I’m making a radical shift in my reading, but I’m announcing it because I have my doubts that I can sustain the shift. I may need some help. You may need to sit down. This is big.
Readers of the Jesus Creed blog know by now that I’m horrible at reading novels. I try to read two a year — during the summer, E. Hemingway’s The Old Man and the Sea, and in December, Charles Dickens’ A Christmas Carol. I try to read both; sometimes I even do.
Two years back I decided it was time to read some Kafka, and if my memory serves me right I hadn’t read Kafka since high school German class when we read the altogether weird, weird, Das Metamorphose. The fella turned into a beetle. So over a Spring Break two years back I read Kafka’s altogether weird The Trial. What a journey into the twisted mind of humans, or at least Kafka. Over Christmas 2011 I wanted to read another novel, but I needed to prepare for a paper at the BioLogos event so I didn’t get one read. (At least I don’t remember reading one then.)

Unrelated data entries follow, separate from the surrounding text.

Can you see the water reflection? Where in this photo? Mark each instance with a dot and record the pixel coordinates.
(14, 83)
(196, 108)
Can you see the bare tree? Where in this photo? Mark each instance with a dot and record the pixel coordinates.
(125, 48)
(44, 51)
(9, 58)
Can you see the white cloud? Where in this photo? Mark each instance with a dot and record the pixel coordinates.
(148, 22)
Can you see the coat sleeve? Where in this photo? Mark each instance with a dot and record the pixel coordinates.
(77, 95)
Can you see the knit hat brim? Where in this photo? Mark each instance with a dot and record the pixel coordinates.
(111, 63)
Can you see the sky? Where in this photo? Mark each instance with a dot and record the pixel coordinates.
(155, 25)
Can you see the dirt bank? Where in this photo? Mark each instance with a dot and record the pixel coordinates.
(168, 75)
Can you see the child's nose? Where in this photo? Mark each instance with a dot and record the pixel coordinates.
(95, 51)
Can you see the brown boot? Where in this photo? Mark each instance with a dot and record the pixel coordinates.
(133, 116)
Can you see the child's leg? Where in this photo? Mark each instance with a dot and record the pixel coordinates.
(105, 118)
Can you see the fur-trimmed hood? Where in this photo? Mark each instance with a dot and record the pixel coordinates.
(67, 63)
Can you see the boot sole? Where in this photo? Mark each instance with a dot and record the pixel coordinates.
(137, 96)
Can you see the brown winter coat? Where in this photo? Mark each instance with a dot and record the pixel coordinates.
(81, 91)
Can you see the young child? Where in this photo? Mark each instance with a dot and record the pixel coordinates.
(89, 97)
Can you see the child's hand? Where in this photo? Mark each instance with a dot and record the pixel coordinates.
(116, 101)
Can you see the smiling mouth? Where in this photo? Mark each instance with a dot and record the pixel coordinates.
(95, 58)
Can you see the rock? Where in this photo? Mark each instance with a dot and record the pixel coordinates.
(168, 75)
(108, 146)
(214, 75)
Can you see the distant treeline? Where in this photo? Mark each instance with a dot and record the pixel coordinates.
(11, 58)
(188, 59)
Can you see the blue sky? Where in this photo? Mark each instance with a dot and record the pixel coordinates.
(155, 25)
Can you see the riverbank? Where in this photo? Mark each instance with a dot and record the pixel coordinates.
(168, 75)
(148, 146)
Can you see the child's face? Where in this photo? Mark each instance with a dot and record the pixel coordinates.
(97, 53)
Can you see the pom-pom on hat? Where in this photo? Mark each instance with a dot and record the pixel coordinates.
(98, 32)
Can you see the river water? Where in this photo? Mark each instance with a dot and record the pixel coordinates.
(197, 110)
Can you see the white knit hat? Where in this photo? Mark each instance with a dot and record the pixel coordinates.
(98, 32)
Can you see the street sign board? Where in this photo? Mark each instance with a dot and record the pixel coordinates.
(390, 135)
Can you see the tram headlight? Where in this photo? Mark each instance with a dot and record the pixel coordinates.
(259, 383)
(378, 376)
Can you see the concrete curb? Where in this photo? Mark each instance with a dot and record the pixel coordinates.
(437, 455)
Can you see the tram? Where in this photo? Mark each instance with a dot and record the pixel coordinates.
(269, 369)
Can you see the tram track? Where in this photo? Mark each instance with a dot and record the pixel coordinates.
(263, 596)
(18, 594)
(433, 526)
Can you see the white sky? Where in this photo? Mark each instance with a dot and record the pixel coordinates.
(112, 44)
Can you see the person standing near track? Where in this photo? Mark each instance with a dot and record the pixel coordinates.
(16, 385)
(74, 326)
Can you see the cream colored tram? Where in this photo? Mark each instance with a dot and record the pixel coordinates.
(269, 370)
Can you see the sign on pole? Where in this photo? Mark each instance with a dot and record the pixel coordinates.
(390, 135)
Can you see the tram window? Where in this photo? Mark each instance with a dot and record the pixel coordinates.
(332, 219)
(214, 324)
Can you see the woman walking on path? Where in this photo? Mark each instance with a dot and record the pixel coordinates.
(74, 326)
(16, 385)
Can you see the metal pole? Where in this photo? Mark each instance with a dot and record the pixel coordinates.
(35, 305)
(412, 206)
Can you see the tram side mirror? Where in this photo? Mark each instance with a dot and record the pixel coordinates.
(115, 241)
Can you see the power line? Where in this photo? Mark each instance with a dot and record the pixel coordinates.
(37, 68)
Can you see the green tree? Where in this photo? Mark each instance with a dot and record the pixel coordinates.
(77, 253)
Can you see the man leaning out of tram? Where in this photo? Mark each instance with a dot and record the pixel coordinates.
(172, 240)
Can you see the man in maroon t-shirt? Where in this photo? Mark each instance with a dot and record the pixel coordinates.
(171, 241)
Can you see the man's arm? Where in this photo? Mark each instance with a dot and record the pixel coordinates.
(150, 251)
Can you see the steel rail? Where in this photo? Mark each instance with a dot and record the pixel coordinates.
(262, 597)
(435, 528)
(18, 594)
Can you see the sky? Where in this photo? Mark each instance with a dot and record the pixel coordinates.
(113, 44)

So I’m trying to read more novels, including a recent one:
During our trip to Iceland and Denmark I read Ralph Ellison’s The Invisible Man, a book that explores the “options” in life for an African American man in the middle of the 20th Century. It was a brilliant story; I was over and over disestablished by not knowing the experience of the black man; I was routinely shocked and embarrassed by the narrative’s options and openings; and I watched a man — he gets no name, which points out that the African American is just not seen — but seen through by the establishment — grow and get betrayed and sort out options, including a major focus on entering into and then rejecting Communism/socialism (The Brotherhood).
What’s next? I’m a few pages into Cormac McCarthy’s Blood Meridian, a book that looks at American culture through the lens of violence. A good time to ponder violence.
My plan is to have a novel always near at hand to read. We’ll see.